This repo is used to train large state-of-the-art graph neural networks from scratch on datasets like OC20, OMol25, or OMat24, among others.
FAIRChem Training Framework Overview¶
The FAIRChem training framework currently uses a simple SPMD (Single Program Multiple Data) paradigm. It is made of several components:
User CLI and Launcher - The
fairchemCLI can run jobs locally using torch distributed elastic or on SLURM. More environments may be supported in the future.Configuration - We strictly use Hydra YAMLs for configuration.
Runner Interface - The core program code that is replicated to run on all ranks. An optional Reducer is also available for evaluation jobs. Runners are distinct user functions that run on a single rank (i.e., GPU). They describe separate high-level tasks such as Train, Eval, Predict, Relaxations, MD, etc. Anyone can write a new runner if its functionality is sufficiently different than the ones that already exist.
Trainer - We use TorchTNT as a light-weight training loop. This allows us to cleanly separate the data loading from the training loop.
FAIRChem v2 CLI¶
FAIRChem uses a single CLI for running jobs. It accepts a single argument, the location of the Hydra YAML.
The CLI can launch jobs locally using torch distributed elastic OR on SLURM.
FAIRChem v2 Config Structure¶
A FAIRChem config is composed of only 2 valid top-level keys: job (Job Config) and runner (Runner Config). Additionally, you can add key/values that are used by the OmegaConf interpolation syntax to replace fields. Other than these, no other top-level keys are permitted.
JobConfig represents configuration parameters that describe the overall job (mostly infra parameters) such as number of nodes, log locations, loggers, etc.
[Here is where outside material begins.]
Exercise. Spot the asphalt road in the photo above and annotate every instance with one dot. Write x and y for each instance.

This is a structured config and must strictly adhere to the JobConfig class.
Runner Config describes the user code. This part of config is recursively instantiated at the start of a job using Hydra instantiation framework.
Example Configurations¶
Local run:
job:
device_type: CUDA
scheduler:
mode: LOCAL
ranks_per_node: 4
run_name: local_training_runSLURM run:
job:
device_type: CUDA
scheduler:
mode: SLURM
ranks_per_node: 8
num_nodes: 4
slurm:
account: ${cluster.account}
qos: ${cluster.qos}
mem_gb: ${cluster.mem_gb}
cpus_per_task: ${cluster.cpus_per_task}
run_dir: /path/to/output
run_name: slurm_run_exampleConfig Object Instantiation¶
To keep our configs explicit (configs should be thought of as an extension of code), we prefer to use the Hydra instantiation framework throughout; the config is always fully described by a corresponding Python class and should never be a standalone dictionary.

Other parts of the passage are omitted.